Date: Wed, 16 Feb 2005 08:43:59 -0500
From: Joe Maimon <jmaimon@ttec.com>
To: Thor Lancelot Simon <tls@NetBSD.org>
Cc: Sean Donelan <sean@donelan.com>, nanog@merit.edu
In-Reply-To: <20050216021655.GB12411@NetBSD.org>
Errors-To: owner-nanog-outgoing@merit.edu




Thor Lancelot Simon wrote:

>On Tue, Feb 15, 2005 at 09:00:11PM -0500, Sean Donelan wrote:
>  
>
>>Sendmail now includes Port 587, although some people disagree how
>>its done.  But Exchange and other mail servers are still difficult
>>for system administrators to configure Port 587 (if it doesn't say
>>click here for Port 587 during the Windows installer, its too
>>complicated).
>>    
>>
>
>This is utterly silly.  Running another full-access copy of the MTA
>on a different port than 25 achieves precisely nothing
>  
>
I think we have ignored/trivialized the obvious.

Port 587 gives you the ability to class your connections as either 
MTA<->MTA, Legacy User->MTA, MSP User ->MTA.

This is quite valuable as you now have the theoretical ability treat 
them differently.
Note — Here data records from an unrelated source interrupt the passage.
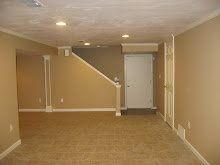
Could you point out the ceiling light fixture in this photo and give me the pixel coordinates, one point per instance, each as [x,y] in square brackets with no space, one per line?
[61,23]
[125,36]
[86,43]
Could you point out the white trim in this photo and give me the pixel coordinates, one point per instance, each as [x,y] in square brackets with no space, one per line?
[160,115]
[49,83]
[24,36]
[124,108]
[199,156]
[200,21]
[118,86]
[125,82]
[152,81]
[125,75]
[85,110]
[173,78]
[31,110]
[165,80]
[64,47]
[45,77]
[104,76]
[139,44]
[175,130]
[49,109]
[46,57]
[11,148]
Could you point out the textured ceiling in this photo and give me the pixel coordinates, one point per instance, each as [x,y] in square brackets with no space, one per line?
[102,22]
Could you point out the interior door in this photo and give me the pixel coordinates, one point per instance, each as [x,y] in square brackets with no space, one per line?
[169,82]
[138,81]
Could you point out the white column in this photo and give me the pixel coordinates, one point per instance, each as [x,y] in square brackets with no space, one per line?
[118,100]
[47,83]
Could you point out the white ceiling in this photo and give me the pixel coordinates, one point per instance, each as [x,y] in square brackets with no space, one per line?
[102,22]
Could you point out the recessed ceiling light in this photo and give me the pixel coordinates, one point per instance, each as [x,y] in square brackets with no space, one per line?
[125,36]
[61,23]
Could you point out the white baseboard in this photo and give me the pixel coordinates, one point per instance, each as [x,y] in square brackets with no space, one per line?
[118,114]
[11,148]
[84,110]
[31,110]
[161,115]
[199,156]
[124,108]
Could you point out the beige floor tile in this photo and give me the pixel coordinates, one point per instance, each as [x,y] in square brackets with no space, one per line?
[97,138]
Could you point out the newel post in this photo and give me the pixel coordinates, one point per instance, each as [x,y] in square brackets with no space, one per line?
[47,59]
[118,100]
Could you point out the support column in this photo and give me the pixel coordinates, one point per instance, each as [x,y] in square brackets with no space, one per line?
[118,100]
[47,83]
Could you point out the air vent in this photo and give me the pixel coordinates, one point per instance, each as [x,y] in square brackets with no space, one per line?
[33,3]
[75,47]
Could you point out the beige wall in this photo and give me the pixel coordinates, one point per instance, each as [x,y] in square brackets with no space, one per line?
[79,85]
[109,61]
[31,82]
[197,87]
[159,79]
[8,85]
[139,48]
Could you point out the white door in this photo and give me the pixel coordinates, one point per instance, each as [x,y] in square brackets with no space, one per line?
[169,82]
[138,81]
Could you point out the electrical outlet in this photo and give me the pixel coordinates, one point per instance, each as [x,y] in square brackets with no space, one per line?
[11,127]
[189,124]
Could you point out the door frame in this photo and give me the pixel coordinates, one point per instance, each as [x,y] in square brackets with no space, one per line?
[125,75]
[165,77]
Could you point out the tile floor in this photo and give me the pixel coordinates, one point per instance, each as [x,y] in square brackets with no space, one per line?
[97,138]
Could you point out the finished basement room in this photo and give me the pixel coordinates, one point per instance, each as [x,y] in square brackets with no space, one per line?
[121,82]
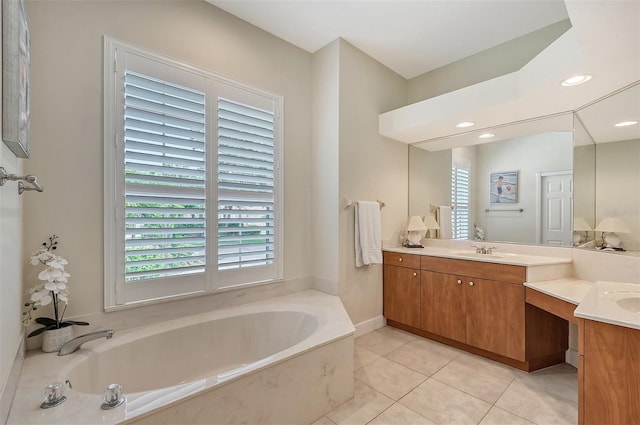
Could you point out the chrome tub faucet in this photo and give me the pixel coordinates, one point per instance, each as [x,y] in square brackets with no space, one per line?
[75,343]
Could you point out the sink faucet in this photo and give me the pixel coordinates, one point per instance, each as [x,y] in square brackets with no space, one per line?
[75,343]
[483,249]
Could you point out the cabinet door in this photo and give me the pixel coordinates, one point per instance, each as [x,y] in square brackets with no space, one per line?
[402,295]
[443,305]
[495,317]
[611,372]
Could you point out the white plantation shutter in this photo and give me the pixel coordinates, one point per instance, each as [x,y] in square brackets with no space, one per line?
[179,144]
[245,186]
[164,179]
[460,200]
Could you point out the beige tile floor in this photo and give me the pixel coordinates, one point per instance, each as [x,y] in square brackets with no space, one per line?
[403,379]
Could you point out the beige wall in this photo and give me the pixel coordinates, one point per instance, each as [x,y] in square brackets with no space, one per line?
[617,183]
[527,155]
[371,167]
[67,133]
[11,261]
[430,180]
[324,167]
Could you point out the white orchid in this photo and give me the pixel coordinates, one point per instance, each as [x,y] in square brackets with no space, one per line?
[53,290]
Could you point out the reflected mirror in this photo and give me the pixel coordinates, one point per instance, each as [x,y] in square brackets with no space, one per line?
[612,126]
[601,159]
[514,186]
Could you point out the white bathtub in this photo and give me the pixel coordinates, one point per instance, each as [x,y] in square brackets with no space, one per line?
[284,360]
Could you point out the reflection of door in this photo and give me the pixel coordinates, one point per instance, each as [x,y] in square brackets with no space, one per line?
[556,208]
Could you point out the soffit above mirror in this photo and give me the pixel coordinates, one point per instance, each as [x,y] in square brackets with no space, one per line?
[601,117]
[603,42]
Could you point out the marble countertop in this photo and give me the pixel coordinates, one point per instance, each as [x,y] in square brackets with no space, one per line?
[568,289]
[616,303]
[470,254]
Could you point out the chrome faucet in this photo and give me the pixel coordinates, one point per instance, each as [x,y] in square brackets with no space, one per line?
[483,249]
[75,343]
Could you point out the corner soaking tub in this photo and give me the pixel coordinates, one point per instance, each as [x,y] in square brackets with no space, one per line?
[284,360]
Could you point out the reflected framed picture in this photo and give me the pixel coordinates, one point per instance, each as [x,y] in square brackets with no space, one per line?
[503,187]
[16,62]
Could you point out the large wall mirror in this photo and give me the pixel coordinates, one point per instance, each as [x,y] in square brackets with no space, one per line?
[555,171]
[612,131]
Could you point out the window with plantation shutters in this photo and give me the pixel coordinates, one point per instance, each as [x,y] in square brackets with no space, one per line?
[245,185]
[192,177]
[164,154]
[460,204]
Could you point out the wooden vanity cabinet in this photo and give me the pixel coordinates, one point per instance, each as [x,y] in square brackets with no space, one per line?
[488,314]
[443,305]
[608,374]
[472,305]
[401,288]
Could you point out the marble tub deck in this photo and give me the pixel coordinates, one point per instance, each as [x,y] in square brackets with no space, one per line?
[401,378]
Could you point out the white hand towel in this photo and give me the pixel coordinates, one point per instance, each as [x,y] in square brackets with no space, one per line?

Whether that means different 
access/authentication/encryption/firewall/relay policies or whatever.

If all one does is run a full copy on that port then *THEY* have gained 
almost nothing in practice, aside from further un-exploited 
capabilities. However we all gain from ever increasing, even if it is 
only incremental, support of well known RFC's.

Specific MTA discussions aside, port 587 is a good thing, and the more 
of it the merrier.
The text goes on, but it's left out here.